Luego, tras la pausa, y como nueva vuelta de tuerca a este programa tripartito, el universo extremo de Schumann, con las ocho luminosas y sombrías páginas de Kreisleriana, la obra favorita del compositor, nacida muy cerca de su esposa Clara: “Estoy rebosante de música y hermosas melodías ahora , imagínate, desde mi última carta he terminado otro cuaderno completo de piezas nuevas. Pretendo llamarlo Kreisleriana. Tú y una de tus ideas sois protagonistas en él, y te lo quiero dedicar —sí, a ti y a nadie más— y luego sonreirás dulcemente cuando te descubras en él”, escribe a Clara en 1838.
Rebosante y centelleante fue su versión.

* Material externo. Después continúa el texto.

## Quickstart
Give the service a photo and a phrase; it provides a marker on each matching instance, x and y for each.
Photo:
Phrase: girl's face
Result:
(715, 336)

Arrebato y control conjugados en una visión abrasadora, sin red, en la que Sokolov solo piensa, más allá de alardes o riesgos, en servir la obra maestra. La verdad, con sus riesgos y desnudeces, se impone. Una verdad empeñada en Schumann y su pianismo complicado y apasionado. Obra difícil de escuchar y aún mucho más de tocar, en manos de Sokolov, Kreisleriana cobra vida, frescura, naturalidad y claridades. Incluso su calmo y liviano final, dicho no sin cierto humor por Sokolov en la dos ‘notillas’ conclusivas, evocadoras de los finales de las futuras Iberias albeniciana.
Jamás, salvo en el estreno en Bayreuth de la nueva producción de Tristan und Isolde de Heiner Müller, en 1993, con un glorioso Barenboim en el foso místico, este crítico ha sido testigo de tan unánime explosión de clamor y entusiasmo. Tal fue la respuesta del público festivalero a esta Kreisleriana tan única e irrepetible como las ya escuchadas los meses pasados a ‘Gregorio’ Sokolov en su propio país. En Madrid, Valencia, el Festival de Granada… Entre propinas (seis como siempre, todas ellas preludios: cuatro del Op. 23 de Rachmaninov; el Op. 11 nº 4 de Scriabin y el en Si menor de Bach en la conocida versión de Siloti), aplausos y bravos, el recital se prolongó durante cerca de cuarenta minutos. Luego, ya bien pasadas las once de la noche, tras más de tres horas de recital, corría una suave y fresca brisa. Había dejado de llover. Beethoven, Brahms y Schumann acompañaban al noctámbulo paseante. Los cuatro andaban entusiasmados con lo que habían escuchado al genial pianista español.